If we disregard the results of the memory subsystem tests, we will see approximate parity almost everywhere, except the benchmarks that can parallel the load well enough, such as Cinebench 10, Fritz Chess Benchmark, 3DMark Vantage CPU Tests, Custom PC Bench 2007. In these tests DFI mainboard normally falls behind by about 3.5-5%, although in Custom PC Bench 2007 Multitasking Test the gap increases to almost 7%.

Now let’s change the way the board reacts to overclocking by setting “Set VR Current Limit Max” parameter to “Enabled”. Now the multiplier will increase to 21 even under heavy load and there is some hope that DFI LANPARTY DK X58-T3eH6 will catch up with its competitor.

And it did! Once again memory subsystem tests aside, DFI LANPARTY DK X58-T3eH6 runs almost as fast as its competitor in resource-hungry applications. And now let’s see what price we had to pay for this parity. Let’s take a look at the power consumption charts showing how it increased depending on the load changes. Just like during the performance tests, DFI board will be tested in overclocked mode with two implementations of Intel Turbo Boost technology. Gigabyte GA-EX58-Extreme will be its competitor again.
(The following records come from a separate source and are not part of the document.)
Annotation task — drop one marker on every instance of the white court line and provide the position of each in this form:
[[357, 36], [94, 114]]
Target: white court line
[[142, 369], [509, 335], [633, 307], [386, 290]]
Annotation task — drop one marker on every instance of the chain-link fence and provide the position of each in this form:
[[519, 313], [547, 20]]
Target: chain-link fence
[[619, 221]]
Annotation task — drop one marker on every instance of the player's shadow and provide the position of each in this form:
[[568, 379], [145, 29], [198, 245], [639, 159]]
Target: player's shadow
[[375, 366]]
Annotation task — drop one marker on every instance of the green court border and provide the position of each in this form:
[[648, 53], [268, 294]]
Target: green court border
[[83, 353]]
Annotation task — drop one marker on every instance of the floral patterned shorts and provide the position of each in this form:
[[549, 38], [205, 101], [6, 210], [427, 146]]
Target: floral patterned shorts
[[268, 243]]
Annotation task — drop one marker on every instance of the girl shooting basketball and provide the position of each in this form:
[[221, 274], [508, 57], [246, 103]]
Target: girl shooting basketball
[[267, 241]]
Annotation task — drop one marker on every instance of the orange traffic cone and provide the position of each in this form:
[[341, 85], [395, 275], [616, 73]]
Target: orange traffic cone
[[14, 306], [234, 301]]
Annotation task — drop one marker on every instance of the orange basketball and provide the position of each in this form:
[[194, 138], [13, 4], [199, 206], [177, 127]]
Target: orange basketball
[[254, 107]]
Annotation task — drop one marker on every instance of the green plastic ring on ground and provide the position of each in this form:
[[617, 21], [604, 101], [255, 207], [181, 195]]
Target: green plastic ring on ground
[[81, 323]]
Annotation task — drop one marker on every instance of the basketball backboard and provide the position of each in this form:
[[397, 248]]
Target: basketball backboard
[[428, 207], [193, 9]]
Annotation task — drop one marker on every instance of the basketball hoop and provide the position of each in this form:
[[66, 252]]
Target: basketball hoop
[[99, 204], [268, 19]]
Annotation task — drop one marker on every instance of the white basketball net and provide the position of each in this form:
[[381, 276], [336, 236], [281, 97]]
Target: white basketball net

Once again the results appeared very illustrative. In idle mode when the CPU utilization is minimal, the power consumption of both mainboards is almost the same, and after that they both go their separate ways. Gigabyte solution maintains average level of power consumption, while DFI mainboard appears more energy-efficient if we leave its default implementation of Intel Turbo Boost technology in place (orange line on the diagram). It is quite logical, since the CPU in this case works at lower frequency and with lower Vcore. Unfortunately, all these achievements are smoothed over by lower performance in heavy-duty multi-threaded applications, as we have just seen from our performance comparison. If we change the corresponding parameters of the DFI LANPARTY DK X58-T3eH6 mainboard and it starts to increase the multiplier even under serious loads, the mainboards’ performance evens out, but only at the expense of higher power consumption of the DFI board (red line on the diagram).